Я прятался за стволы деревьев, при каждом взрыве отступал назад, а в перерывах бежал назад по дороге. Постоянный треск выстрелов, четкие смертельные взрывы. На дороге я увидел того крестьянина, застывшего со своими волами.

Когда я добрался до него, перестрелка стала особенно плотной. Те глухие удары были взрывами ручных гранат, а звук летящих пуль напоминал стоны живого голоса.

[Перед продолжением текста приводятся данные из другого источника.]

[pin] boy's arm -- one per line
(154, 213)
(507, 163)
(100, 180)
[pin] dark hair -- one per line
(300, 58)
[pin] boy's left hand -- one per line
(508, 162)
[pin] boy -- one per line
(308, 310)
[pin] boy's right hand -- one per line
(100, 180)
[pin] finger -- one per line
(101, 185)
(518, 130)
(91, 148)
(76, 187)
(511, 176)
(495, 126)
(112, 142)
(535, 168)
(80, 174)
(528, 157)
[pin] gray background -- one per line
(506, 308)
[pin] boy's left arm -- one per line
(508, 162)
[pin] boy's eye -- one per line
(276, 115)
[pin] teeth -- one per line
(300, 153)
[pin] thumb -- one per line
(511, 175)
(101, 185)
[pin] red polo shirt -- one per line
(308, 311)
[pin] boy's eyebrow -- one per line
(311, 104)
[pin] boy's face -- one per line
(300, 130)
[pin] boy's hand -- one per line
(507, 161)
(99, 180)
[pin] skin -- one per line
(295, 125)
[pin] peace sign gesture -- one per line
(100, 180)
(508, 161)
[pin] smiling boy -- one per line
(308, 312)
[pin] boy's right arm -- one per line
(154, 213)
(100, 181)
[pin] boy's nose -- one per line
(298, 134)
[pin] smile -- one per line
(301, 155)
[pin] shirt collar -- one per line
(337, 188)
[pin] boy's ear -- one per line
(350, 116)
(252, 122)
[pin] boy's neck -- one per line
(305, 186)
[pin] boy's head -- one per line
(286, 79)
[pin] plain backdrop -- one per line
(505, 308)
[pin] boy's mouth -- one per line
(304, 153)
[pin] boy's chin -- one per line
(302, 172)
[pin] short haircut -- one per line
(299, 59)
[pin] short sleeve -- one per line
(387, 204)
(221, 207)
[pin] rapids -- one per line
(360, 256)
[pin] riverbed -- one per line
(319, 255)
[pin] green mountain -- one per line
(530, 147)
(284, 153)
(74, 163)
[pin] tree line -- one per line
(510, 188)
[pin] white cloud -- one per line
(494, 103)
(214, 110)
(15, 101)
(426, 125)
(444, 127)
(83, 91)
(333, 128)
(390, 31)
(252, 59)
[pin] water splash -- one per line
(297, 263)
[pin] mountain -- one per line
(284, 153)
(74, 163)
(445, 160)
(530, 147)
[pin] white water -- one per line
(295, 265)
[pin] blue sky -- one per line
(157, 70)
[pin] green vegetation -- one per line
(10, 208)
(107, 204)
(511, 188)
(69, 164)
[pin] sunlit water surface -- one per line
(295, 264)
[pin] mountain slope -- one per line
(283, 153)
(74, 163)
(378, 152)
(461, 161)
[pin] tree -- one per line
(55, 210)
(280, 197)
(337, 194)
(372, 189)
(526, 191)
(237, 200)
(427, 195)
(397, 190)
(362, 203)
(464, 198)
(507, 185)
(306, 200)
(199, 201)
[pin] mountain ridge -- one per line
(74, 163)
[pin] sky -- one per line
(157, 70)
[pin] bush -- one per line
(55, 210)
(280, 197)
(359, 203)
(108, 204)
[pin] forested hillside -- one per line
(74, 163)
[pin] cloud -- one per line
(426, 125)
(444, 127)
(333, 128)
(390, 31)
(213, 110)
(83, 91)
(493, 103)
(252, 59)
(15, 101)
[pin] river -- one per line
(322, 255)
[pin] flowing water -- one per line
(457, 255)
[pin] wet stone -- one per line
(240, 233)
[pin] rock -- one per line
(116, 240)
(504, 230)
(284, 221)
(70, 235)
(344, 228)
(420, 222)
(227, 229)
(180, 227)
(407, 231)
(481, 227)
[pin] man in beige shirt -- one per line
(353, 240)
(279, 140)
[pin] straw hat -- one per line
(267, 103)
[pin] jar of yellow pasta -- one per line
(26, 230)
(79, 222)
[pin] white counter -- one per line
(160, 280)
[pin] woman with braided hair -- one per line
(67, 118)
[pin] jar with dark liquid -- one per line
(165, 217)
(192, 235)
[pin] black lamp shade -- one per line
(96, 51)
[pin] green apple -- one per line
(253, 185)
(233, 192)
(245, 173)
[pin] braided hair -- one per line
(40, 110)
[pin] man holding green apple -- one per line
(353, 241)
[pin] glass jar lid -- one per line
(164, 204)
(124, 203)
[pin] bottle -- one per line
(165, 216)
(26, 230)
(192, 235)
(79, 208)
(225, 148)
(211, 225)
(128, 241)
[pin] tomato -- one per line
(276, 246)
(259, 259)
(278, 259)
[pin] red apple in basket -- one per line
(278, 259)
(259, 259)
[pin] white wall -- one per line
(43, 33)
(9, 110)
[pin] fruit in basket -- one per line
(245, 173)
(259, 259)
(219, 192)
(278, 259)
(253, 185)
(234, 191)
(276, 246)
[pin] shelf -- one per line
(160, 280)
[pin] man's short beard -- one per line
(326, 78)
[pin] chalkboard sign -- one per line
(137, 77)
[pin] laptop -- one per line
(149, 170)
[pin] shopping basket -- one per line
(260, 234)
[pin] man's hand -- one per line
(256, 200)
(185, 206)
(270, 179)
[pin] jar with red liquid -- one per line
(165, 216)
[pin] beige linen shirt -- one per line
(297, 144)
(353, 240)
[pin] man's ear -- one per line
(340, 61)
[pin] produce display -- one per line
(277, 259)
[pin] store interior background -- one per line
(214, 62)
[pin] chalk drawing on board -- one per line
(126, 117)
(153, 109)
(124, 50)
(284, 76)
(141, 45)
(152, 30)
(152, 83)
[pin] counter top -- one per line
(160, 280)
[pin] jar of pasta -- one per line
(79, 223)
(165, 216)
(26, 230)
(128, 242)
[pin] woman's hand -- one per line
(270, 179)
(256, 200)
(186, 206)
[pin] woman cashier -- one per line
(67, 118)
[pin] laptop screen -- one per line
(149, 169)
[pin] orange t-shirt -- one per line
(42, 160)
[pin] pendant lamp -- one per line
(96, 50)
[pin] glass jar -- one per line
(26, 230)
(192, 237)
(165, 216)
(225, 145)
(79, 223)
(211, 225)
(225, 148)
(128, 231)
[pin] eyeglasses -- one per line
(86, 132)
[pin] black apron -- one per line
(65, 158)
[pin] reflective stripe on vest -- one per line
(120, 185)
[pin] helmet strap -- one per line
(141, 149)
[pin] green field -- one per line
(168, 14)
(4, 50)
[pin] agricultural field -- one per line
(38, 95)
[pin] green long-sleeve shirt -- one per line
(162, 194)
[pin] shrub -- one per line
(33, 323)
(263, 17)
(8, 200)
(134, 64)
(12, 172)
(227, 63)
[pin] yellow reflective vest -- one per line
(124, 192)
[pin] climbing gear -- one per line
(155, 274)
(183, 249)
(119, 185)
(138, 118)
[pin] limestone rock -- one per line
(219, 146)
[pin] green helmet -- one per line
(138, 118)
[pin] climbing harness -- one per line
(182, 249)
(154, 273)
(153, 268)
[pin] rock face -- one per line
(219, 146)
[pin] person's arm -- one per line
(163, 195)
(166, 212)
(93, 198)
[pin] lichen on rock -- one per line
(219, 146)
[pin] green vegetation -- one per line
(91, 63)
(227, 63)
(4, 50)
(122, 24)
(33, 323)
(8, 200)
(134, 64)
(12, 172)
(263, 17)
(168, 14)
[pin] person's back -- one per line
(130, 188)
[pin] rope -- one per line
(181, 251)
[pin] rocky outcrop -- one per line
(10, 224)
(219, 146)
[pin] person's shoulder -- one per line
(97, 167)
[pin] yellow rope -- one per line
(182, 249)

Крестьянин загнал своих волов в камыши. Он видел, как я подбежал. В наступившей смертельной тишине он прыгнул в самую чащобу, чтобы получше спрятаться, но неудачно: он был стар, неловок и лежал теперь на спине, схватившись за стебли камышей. Тогда раздалось мычание вола.

— Тише, — сказал мне старик, — прячьтесь.

Я тоже прыгнул в камыши и с трудом протиснулся вперед.

Но стычка уже закончилась. На дороге и наверху неожиданно все смолкло. Я навострил уши — не зашумели ли двигатели, не дышит ли кто-нибудь неподалеку.

Крестьянин, сгорбившись, стоял между волами. Чтобы получше их спрятать, он загонял их все дальше; камыш громко трещал, и я крикнул, чтобы он прекратил.

Тогда старик сел, держа в руках недоуздок.